2023-06-01 06:40:49

by Li Nan

[permalink] [raw]
Subject: [PATCH v5 0/2] raid10 bugfix

From: Li Nan <[email protected]>

Changes in v5:
- v4 send wrong patch, correct and resend.

Changes in v4:
- improve commit log
- removed applied patches

Li Nan (2):
md/raid10: fix incorrect done of recovery
md/raid10: fix io loss while replacement replace rdev

drivers/md/raid10.c | 40 +++++++++++++++++++++++++++++++++++-----
1 file changed, 35 insertions(+), 5 deletions(-)

--
2.31.1



2023-06-01 06:41:40

by Li Nan

[permalink] [raw]
Subject: [PATCH v5 1/2] md/raid10: fix incorrect done of recovery

From: Li Nan <[email protected]>

In raid10_sync_request(), if data cannot be read from any disk for
recovery, it will go to 'giveup' and let 'chunks_skipped' + 1. After
multiple 'giveup', when 'chunks_skipped >= geo.raid_disks', it will
return 'max_sector', indicating that the recovery has been completed.
However, the recovery is just aborted and the data remains inconsistent.

Fix it by setting mirror->recovery_disabled, which will prevent the spare
disk from being added to this mirror. The same issue also exists during
resync, it will be fixed afterwards.

Signed-off-by: Li Nan <[email protected]>
---
drivers/md/raid10.c | 18 +++++++++++++++++-
1 file changed, 17 insertions(+), 1 deletion(-)

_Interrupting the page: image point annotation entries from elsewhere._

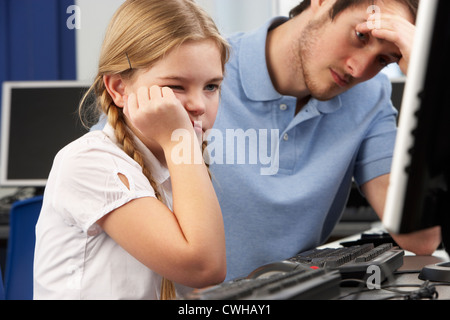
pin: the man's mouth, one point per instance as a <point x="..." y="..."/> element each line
<point x="197" y="126"/>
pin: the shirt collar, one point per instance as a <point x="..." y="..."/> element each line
<point x="159" y="172"/>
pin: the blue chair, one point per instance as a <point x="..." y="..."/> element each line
<point x="2" y="289"/>
<point x="20" y="252"/>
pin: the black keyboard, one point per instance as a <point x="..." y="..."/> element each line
<point x="353" y="262"/>
<point x="300" y="283"/>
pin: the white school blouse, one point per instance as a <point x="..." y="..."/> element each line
<point x="74" y="257"/>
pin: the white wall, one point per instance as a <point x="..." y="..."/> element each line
<point x="95" y="16"/>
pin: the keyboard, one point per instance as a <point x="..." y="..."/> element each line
<point x="282" y="281"/>
<point x="353" y="262"/>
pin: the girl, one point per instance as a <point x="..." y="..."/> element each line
<point x="109" y="228"/>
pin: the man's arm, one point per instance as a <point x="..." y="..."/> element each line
<point x="423" y="242"/>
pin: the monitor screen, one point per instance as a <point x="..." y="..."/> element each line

diff --git a/drivers/md/raid10.c b/drivers/md/raid10.c
index d93d8cb2b620..3ba1516ea160 100644
--- a/drivers/md/raid10.c
+++ b/drivers/md/raid10.c
@@ -3303,6 +3303,7 @@ static sector_t raid10_sync_request(struct mddev *mddev, sector_t sector_nr,
int chunks_skipped = 0;
sector_t chunk_mask = conf->geo.chunk_mask;
int page_idx = 0;
+ int error_disk = -1;

/*
* Allow skipping a full rebuild for incremental assembly
@@ -3386,7 +3387,20 @@ static sector_t raid10_sync_request(struct mddev *mddev, sector_t sector_nr,
return reshape_request(mddev, sector_nr, skipped);

if (chunks_skipped >= conf->geo.raid_disks) {
- /* if there has been nothing to do on any drive,
+ pr_err("md/raid10:%s: %s fail\n", mdname(mddev),
+ test_bit(MD_RECOVERY_SYNC, &mddev->recovery) ? "resync" : "recovery");
+ if (error_disk >= 0 &&
+ !test_bit(MD_RECOVERY_SYNC, &mddev->recovery)) {
+ /*
+ * recovery fail, set mirrors.recovory_disabled,
+ * device shouldn't be added to there.
+ */
+ conf->mirrors[error_disk].recovery_disabled =
+ mddev->recovery_disabled;
+ return 0;
+ }
+ /*
+ * if there has been nothing to do on any drive,
* then there is nothing to do at all..
*/
*skipped = 1;
@@ -3638,6 +3652,8 @@ static sector_t raid10_sync_request(struct mddev *mddev, sector_t sector_nr,
mdname(mddev));
mirror->recovery_disabled
= mddev->recovery_disabled;
+ } else {
+ error_disk = i;
}
put_buf(r10_bio);
if (rb2)
--
2.31.1


2023-06-01 06:45:14

by Li Nan

[permalink] [raw]
Subject: [PATCH v5 2/2] md/raid10: fix io loss while replacement replace rdev

From: Li Nan <[email protected]>

When removing a disk with replacement, the replacement will be used to
replace rdev. During this process, there is a brief window in which both
rdev and replacement are read as NULL in raid10_write_request(). This
will result in io not being submitted but it should be.

//remove //write
raid10_remove_disk raid10_write_request
mirror->rdev = NULL
read rdev -> NULL
mirror->rdev = mirror->replacement
mirror->replacement = NULL
read replacement -> NULL

Fix it by reading replacement first and rdev later, meanwhile, use smp_mb()
to prevent memory reordering.

Fixes: 475b0321a4df ("md/raid10: writes should get directed to replacement as well as original.")
Signed-off-by: Li Nan <[email protected]>
Reviewed-by: Yu Kuai <[email protected]>
---
drivers/md/raid10.c | 22 ++++++++++++++++++----
1 file changed, 18 insertions(+), 4 deletions(-)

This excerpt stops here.